C) The problem is, none of Wade's most bold claims are backed up by anything like the actual science he claims to be writing about. It is easy to make more plausible "just so" stories that "prove" exactly the opposite. I present 3 (and I stress, they have no more validity than Wade's arguments - I would fail a student for presenting, as "evidence" any of the scenarios I'm about to present.)

1) Starvation/fasting during early pregnancy can lead to pronounced lifelong cognitive and behavioral problems for the resulting baby. Despite Quranic prescriptions, pregnant Muslim women often fast - about 10% of Middle Eastern babies are negatively affected. This subtle population change is the source of all violence, tribalism and unrest in the Middle East. To remedy this, teams of Muslim doctors, armed with Quranic verse, sex-education tracts and gestational multivitamins are going in and in a generation the resulting change in sociobiology will bring peace to the Middle East. Soon, Jewish-Christian-Mulsim brotherly-love-sandwiches will be littering the streets of Tehran and Baghdad.

2) Japan and China transitioned from hunter-gatherer to feudal societies independently and with no gene flow. They share many highly derived cultural and behavioral traits, despite an exchange of only material culture. This proves there is no genetic underpinning to "Asian Character".

3) Given the degree of population structure and genetic diversity among African tribes, there are expected to be a number of different tribes with a higher genetic-IQ than even Ashkenazi Jews.
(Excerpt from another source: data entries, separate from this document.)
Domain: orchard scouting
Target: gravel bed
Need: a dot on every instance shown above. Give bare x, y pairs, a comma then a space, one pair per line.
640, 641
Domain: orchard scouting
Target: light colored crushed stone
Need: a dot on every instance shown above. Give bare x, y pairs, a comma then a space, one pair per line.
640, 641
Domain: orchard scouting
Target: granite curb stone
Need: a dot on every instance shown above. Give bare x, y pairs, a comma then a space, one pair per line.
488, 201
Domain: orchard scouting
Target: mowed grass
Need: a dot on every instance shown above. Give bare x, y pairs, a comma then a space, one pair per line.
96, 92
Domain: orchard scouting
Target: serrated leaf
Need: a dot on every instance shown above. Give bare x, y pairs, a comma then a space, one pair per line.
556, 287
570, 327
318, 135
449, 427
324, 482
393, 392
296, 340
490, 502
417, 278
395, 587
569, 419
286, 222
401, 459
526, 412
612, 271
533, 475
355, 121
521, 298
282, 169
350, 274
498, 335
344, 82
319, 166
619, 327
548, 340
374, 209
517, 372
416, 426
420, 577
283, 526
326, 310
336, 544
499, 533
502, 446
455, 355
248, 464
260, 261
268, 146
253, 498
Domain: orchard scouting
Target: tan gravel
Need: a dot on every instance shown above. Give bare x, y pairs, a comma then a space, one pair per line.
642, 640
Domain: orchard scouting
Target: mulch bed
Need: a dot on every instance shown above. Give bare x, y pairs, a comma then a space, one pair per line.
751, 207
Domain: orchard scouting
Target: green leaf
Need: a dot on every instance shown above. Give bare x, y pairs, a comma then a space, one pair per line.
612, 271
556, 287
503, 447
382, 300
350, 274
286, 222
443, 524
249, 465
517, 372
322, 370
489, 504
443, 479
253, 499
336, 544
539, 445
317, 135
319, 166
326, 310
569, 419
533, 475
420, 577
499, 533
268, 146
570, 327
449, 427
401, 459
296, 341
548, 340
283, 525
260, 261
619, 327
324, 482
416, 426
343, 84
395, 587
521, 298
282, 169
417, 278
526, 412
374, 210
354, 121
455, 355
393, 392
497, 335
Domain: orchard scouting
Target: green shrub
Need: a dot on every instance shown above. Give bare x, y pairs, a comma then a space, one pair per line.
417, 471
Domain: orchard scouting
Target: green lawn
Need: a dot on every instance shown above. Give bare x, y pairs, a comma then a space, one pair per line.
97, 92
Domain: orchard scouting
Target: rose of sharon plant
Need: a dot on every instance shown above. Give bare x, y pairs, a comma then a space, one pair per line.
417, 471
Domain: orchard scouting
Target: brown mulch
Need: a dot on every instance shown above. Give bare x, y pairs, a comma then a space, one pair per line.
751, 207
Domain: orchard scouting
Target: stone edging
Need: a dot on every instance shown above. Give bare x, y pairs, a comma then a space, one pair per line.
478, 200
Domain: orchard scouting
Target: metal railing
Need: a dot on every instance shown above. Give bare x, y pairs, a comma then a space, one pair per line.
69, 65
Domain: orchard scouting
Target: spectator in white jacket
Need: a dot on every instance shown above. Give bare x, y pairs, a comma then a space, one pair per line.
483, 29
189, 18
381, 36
The fact that they haven't produced highly developed literate and commercial cultures shows the determining effect history and geography have on cultural evolution.

D) In fairness, Wade is a decent writer, and he gets a few things right. (I'll give him a pass on a complete howler, what must have been a typo - the claim that the "lactose tolerance allele" provided a 10x fitness advantage. Imagine if people who drank milk had 20 children and everyone else had 2? What?) He defines human genetic "race" in an accurate and completely sensible manner (but only about a third of the way through the book, in chapter 5, and glosses over a lot of detail regarding clines, and the arbitrariness of selecting 5 races, rather than 3 or 13). He spends another excellent chapter describing the pitfalls of eugenics, and the ways in which poor genetics and shallow racial stereotyping can lead to crap science and horrible social outcomes.

In one of the most unintentionally ironic passages in the book, he says "Scientia means 'knowledge', and true scientists are those who distinguish meticulously between what they know scientifically and what they don't know or suspect." Too bad he didn't take his own advice.

[–]YOLOBELLY 1 ポイント2 ポイント  (0子コメント)

I really enjoyed your write up. Thanks for contributing. My background is cultural anthropology, but I'm not as trained as you are in your field as I could be in mine.

[–]HahaRookieMistake 0 ポイント1 ポイント  (0子コメント)

Race exists as a construct of people. It's not a tangible thing.

Good God, you libtards are seriously mentally diseased.